|Ours is a noisy country. We’ve been rebellious, insolent shouters since the beginning. We invent freak shows and circuses and casinos. Talk too loud. Our public spaces honk and whistle at us. We believe ourselves stars just awaiting a stage. We’re a people, Walt Whitman crooned, “singing, with open mouths,” our “strong melodious songs.” We chew with open mouths, too — we’re without pretense or much regard for personal space. Our latest, greatest gift to the world is a computer for your pocket that chatters at you all day long. And then there’s the past two years: political and technological churn, offense and outrage. Noise incarnate.
As much as anyone else, I fantasize about checking out. I would love to remove the pinging notifications from my days, for my mind to wander without being thrown askew by each incoming tweet. But visions of total unplugging also seem a bit grotesque. Even if we can still shut our eyes and cover our ears, become details of the landscape, should we? Is it morally acceptable at this moment?
How much silence is too much?
Thomas Merton, the Trappist monk who was among the most influential Catholic thinkers of the 20th century, pondered this question intently. What drew him to the Abbey of Gethsemani in Kentucky was the opportunity for a life of quiet contemplation. His greatest fantasy, he wrote, was “to deliver oneself up, to hand oneself over, entrust oneself completely to the silence of a wide landscape of woods and hills, or sea, or desert; to sit still while the sun comes up over that land and fills its silences with light.”

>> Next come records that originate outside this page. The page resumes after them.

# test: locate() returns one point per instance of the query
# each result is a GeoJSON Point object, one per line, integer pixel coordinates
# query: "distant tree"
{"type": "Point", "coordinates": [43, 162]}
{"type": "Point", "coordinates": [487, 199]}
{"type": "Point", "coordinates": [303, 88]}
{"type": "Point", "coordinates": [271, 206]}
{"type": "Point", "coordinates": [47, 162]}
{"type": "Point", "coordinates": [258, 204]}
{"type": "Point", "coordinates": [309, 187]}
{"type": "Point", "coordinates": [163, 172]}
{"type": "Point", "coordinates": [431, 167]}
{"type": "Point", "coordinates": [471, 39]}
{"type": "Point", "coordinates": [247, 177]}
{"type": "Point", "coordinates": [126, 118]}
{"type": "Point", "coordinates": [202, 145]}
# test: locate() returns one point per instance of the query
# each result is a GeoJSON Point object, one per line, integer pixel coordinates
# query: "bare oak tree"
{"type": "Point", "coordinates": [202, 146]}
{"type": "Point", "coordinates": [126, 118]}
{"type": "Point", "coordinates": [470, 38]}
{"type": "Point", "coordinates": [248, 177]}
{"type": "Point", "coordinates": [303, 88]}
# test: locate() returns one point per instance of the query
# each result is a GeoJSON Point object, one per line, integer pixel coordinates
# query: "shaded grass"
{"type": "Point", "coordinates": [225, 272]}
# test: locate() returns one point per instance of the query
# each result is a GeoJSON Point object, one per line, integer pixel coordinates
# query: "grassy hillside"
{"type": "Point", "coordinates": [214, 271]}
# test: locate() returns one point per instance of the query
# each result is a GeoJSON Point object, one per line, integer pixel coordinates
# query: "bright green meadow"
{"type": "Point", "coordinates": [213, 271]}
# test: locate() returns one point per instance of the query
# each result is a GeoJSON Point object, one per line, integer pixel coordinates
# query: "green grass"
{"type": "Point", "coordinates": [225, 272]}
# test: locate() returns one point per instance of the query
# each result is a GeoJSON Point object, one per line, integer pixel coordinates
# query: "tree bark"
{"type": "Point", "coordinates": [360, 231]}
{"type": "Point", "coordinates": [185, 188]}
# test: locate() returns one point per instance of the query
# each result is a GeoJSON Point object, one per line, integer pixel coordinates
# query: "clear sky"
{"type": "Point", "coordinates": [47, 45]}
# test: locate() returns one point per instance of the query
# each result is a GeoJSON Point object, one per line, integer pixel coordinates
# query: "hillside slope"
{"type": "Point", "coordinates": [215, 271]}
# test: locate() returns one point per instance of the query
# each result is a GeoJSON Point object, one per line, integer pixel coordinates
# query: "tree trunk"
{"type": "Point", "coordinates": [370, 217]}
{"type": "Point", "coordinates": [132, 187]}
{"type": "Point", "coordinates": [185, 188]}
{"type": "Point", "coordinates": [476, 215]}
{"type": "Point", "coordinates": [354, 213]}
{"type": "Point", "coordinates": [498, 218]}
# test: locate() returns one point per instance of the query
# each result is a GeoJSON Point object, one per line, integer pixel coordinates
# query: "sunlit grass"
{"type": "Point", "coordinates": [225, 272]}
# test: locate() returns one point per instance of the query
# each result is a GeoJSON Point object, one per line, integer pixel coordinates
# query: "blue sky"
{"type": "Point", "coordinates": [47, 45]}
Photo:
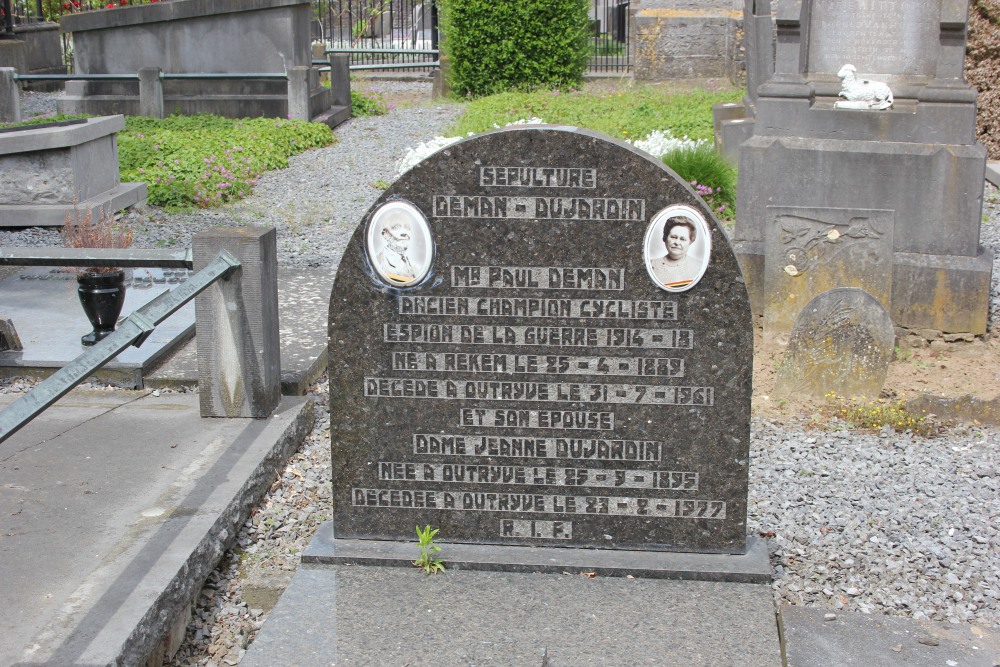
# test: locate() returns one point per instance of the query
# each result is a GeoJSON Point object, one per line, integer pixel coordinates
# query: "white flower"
{"type": "Point", "coordinates": [523, 121]}
{"type": "Point", "coordinates": [660, 142]}
{"type": "Point", "coordinates": [415, 156]}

When his popularity as an author made it more difficult to achieve solitude, he retreated even further, living for long stretches by himself in a toolshed in the hills of the monastery grounds. But the world intruded, particularly in the 1950s and ’60s, as the Cold War ramped up and a nuclear standoff seemed imminent. He began to wonder whether the life he had constructed for himself, so sustaining to his soul, justified the disengagement.

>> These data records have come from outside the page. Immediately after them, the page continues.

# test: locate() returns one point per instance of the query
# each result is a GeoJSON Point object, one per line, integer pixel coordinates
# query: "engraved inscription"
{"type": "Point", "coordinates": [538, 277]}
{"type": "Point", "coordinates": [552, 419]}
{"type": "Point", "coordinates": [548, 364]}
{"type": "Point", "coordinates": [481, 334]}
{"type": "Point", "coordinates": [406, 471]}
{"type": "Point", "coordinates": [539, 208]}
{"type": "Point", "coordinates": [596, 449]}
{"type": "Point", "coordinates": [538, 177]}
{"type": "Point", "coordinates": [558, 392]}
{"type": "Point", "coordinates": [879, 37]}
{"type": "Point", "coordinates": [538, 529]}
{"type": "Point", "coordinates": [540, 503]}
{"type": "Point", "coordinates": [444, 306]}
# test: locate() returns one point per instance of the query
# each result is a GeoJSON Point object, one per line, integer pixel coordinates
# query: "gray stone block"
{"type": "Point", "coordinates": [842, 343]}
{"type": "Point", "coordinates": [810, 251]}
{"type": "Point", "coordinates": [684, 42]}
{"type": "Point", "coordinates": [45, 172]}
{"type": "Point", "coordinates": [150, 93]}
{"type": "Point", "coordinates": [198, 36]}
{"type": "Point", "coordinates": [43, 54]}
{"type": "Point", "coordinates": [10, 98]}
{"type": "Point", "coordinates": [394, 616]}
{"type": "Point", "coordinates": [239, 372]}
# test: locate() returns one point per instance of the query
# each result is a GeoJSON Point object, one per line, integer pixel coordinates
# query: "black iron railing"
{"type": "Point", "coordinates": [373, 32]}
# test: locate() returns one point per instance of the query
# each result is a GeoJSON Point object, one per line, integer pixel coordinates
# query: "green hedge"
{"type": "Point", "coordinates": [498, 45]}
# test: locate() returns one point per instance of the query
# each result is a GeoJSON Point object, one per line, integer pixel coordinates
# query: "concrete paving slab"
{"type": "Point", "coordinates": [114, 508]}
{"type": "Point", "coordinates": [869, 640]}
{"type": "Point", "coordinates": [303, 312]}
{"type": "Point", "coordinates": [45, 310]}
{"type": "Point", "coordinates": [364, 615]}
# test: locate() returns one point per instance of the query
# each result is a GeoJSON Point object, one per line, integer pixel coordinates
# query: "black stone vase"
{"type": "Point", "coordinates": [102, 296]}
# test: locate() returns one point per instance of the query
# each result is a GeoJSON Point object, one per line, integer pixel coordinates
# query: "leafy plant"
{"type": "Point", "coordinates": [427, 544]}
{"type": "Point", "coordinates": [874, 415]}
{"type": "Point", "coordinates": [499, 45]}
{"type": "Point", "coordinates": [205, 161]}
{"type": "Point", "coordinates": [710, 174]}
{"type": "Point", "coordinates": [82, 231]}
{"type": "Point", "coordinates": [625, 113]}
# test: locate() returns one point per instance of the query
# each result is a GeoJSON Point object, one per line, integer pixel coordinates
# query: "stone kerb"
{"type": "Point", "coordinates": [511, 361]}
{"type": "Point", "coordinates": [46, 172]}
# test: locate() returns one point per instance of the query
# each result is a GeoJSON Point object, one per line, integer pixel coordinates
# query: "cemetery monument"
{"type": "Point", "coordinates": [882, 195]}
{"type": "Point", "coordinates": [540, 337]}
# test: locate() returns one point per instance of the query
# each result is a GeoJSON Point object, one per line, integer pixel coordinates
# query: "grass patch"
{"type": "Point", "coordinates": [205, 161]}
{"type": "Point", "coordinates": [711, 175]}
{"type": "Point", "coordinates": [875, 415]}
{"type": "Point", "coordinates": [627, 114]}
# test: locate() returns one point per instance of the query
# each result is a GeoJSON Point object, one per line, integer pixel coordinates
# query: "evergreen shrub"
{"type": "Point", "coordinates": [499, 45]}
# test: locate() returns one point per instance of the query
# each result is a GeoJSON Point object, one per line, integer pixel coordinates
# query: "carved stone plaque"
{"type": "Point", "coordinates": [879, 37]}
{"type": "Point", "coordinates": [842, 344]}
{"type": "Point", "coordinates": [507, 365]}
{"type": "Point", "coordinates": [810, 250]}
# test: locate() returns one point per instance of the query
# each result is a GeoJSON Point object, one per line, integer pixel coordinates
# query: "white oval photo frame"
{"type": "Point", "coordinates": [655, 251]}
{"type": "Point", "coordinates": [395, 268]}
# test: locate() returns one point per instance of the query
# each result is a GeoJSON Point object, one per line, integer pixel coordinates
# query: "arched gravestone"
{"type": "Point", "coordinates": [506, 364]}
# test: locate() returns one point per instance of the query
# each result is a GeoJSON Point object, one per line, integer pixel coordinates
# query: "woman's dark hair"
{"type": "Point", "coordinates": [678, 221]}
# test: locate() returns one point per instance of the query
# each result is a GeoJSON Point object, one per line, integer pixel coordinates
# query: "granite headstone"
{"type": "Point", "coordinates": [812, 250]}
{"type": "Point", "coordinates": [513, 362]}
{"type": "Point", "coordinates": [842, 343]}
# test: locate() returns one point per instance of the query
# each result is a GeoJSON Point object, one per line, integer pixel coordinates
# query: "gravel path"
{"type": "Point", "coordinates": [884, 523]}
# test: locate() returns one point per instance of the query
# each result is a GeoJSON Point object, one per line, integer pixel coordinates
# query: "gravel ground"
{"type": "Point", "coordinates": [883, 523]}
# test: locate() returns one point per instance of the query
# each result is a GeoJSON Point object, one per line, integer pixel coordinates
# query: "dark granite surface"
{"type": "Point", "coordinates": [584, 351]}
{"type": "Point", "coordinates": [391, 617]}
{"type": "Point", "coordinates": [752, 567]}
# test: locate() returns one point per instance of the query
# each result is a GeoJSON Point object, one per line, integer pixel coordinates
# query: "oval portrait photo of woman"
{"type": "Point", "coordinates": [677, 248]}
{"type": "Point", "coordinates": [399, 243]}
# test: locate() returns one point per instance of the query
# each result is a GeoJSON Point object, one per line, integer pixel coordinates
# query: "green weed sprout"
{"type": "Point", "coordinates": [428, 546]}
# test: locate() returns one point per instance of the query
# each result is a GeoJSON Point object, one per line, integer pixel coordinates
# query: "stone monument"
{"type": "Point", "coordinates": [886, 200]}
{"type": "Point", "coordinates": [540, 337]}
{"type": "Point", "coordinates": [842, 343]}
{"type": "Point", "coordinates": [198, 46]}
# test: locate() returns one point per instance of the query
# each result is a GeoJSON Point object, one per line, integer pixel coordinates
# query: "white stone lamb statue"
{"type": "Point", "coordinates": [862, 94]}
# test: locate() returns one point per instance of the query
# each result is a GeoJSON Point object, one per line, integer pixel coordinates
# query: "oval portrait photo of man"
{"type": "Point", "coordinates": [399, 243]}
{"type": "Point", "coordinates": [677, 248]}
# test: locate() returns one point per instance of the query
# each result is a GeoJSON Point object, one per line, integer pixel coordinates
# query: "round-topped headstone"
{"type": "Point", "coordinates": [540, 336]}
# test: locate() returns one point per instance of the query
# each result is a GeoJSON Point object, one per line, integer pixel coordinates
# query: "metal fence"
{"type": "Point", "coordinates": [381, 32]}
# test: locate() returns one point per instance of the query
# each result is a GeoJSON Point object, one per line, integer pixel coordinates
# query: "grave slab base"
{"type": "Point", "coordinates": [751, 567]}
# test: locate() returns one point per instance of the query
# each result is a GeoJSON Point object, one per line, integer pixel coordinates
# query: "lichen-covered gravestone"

Merton did not want to contribute to what he repeatedly called the “noise” of society, but he also knew it wasn’t right to ignore his own stake in the world’s problems. What he sought instead was a “genuine and deep communication,” one achieved, he insisted, only through a continuous recharging in silence. The very element that might seem to make us bad citizens or antisocial is at the same time a prerequisite for thoughtfulness and more profound connection with others. Since most of us can’t yo-yo in and out of solitude (despite the meditation apps that promise to help us do just that), we have to live with this paradox.